Yale professor Dan McKinsey has received a $625,000 grant to search for WIMPs — weakly interacting massive particles, that is.

McKinsey, a professor in the physics department and head of the McKinsey Group at Yale University, received the Packard Fellowship, a five-year grant of $625,000 from the David and Lucille Packard Foundation, to carry out his research in the field of particle physics, specifically in the detection of particles difficult to locate using current methods.

“There could be a particle called the WIMP — and various evidence from astrophysics and particle physics points to the existence of this particle, but they haven’t been detected yet,” McKinsey said.

McKinsey is the latest in a series of 12 Yale professors to receive the Packard Fellowship for Science and Engineering. He said he plans to use the Packard Fellowship’s funds to develop a new kind of low-radiation instrument which would use liquid noble gasses such as neon to detect and analyze hard-to-find cosmic particles including the WIMPs that compose dark matter.

“The idea is that the dark matter particle passes through the detector,” said James Nikkel, a postdoctoral fellow working with McKinsey. “Every once in a while, one of them will hit a neon atom, and when this happens you will get ionization, and you’ll get light in the detector, and we detect the light.”

Scientists now believe dark matter constitutes most of the universe.

“There’s a conundrum,” McKinsey said. “You look at the velocity of the stars going around the Milky Way, and you count up how much mass is in the Milky Way — it’s spinning too fast. It should fly apart. That’s direct evidence that there’s a lot of missing matter that we don’t know about.”

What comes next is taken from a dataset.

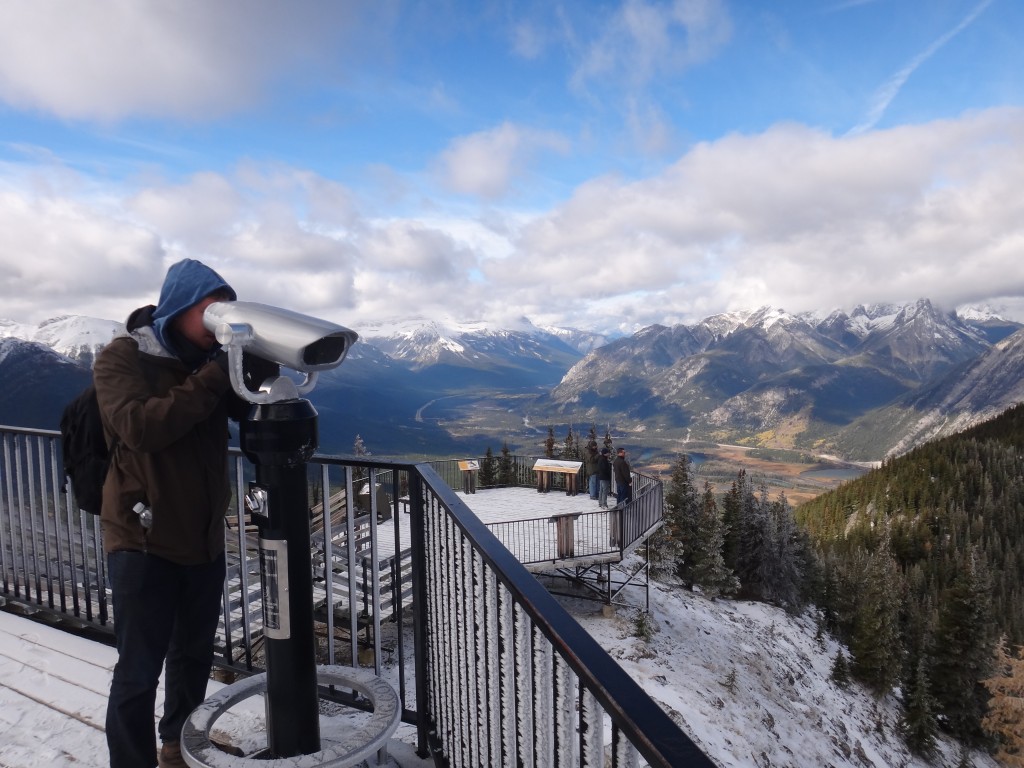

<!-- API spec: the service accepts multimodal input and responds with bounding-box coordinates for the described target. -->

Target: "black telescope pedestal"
[241,399,321,758]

McKinsey said he hopes to study particles such as neutrinos, which were first discovered in the 1960s and have a remarkable ability to pass through objects without touching them. McKinsey’s detector may also have applications to gamma ray and fast neutron detection, which are increasingly important in homeland security, he said.

Physics Department chairman Ramamurti Shankar said that he was “very delighted” at McKinsey’s reception of the award, and added that McKinsey owes him an ice cream cone in return for Shankar’s help editing the proposal.

“Even before we hired Dan, I felt he was the kind of guy who could be nominated and win because of the kinds of things he does,” Shankar said. “The fact that that actually happened is wonderful.”